Di fronte alla morte di un neonato, sopravvissuto poche ore alla propria 23enne madre, è difficile non interrogarsi sul senso della vita e sui perché delle tragedie. Don Pietro Cesena, parroco di Borgotrebbia dove viveva Martina Livelli che ha dato alla luce il piccolo Elia, risponde con una riflessione di grande respiro: “La Chiesa ha una grossa responsabilità nei confronti delle persone, parla di speranza ma deve anche ricordare che noi non siamo immortali. Ci dicono che possiamo decidere tutto e fare quello che vogliamo, ma non è vero: è una menzogna. Dire che la vita è qualcosa di fragilissimo, quindi, non è cinismo ma è mettersi di fronte alla verità della vita”.
“Ecco perché la prima cosa da sottolineare – ricorda don Cesena – è che dobbiamo avere un grande rispetto della vita che ci viene donata, che è meravigliosa ma è un dono fragilissimo perché noi siamo fragili e perciò dobbiamo avere cura di noi stessi e degli altri”.

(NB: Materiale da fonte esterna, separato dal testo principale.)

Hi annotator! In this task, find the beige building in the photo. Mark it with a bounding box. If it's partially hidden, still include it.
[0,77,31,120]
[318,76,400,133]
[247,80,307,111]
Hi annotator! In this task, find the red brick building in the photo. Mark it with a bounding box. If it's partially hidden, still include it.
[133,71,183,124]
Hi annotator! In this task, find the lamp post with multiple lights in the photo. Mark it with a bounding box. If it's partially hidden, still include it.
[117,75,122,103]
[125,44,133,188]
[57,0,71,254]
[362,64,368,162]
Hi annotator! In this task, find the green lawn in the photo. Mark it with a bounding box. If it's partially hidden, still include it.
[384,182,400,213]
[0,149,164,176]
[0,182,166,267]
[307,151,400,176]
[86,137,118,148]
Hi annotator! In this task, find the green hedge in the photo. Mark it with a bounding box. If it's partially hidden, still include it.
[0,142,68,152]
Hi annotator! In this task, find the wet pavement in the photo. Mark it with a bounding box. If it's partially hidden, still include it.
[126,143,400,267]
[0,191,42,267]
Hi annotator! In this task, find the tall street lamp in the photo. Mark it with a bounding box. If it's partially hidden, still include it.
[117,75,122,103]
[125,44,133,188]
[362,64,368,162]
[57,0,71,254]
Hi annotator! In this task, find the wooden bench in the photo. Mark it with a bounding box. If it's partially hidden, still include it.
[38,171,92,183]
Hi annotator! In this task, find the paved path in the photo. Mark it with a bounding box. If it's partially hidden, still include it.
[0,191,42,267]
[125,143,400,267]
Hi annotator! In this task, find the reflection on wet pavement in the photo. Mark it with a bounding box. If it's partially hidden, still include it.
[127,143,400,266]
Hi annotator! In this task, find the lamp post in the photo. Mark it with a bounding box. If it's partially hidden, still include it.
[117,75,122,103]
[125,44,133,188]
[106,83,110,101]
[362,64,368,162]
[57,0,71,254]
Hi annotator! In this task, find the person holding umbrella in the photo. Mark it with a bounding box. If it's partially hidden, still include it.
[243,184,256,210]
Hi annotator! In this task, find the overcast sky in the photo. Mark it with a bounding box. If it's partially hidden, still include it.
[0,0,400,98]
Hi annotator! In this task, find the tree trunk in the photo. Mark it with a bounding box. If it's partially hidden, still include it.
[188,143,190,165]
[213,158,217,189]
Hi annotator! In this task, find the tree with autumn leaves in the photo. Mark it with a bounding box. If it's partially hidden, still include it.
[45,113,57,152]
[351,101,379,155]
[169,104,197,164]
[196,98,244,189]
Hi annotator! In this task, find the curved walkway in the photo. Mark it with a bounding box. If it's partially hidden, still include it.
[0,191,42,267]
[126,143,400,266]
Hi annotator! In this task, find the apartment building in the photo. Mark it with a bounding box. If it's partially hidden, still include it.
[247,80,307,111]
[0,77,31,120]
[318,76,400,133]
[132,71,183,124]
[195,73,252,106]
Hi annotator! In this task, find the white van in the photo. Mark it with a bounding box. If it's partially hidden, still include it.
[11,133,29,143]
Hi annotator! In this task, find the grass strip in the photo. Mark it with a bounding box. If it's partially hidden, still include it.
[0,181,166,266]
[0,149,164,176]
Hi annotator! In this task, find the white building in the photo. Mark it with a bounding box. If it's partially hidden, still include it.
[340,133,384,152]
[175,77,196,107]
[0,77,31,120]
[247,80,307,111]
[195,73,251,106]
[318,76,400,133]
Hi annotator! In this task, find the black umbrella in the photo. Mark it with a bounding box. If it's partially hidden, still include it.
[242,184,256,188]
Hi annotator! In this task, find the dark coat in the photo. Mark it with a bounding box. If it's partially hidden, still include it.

“Siccome credo fermamente – altrimenti non celebrerei neanche i funerali – che Dio abbia la forza di trasformare anche le sofferenze ed i nostri peccati (è anche la mia storia) in sorgente di bene, dico che tutto quello che c’è nella storia di Martina, e i suoi legami con le persone, possono essere segno di salvezza: basti pensare al dono degli organi deciso dalla mamma e dai nonni, che permetterà ad altri di vivere, ma non solo. Il Signore, anche attraverso il dono dello straordinario papà di Martina (Cesare, che è morto purtroppo troppo presto per poter accompagnare per più tempo la sua famiglia) e tramite il mistero della comunione dei Santi, chiamerà alla vita tanti di noi: certamente mi si spezza il cuore nel dirlo, e io stesso alla recita del Rosario non sapevo da che parte iniziare, ma Martina con Elia è in cielo, ne sono certo e lo dico fermamente a tutti”.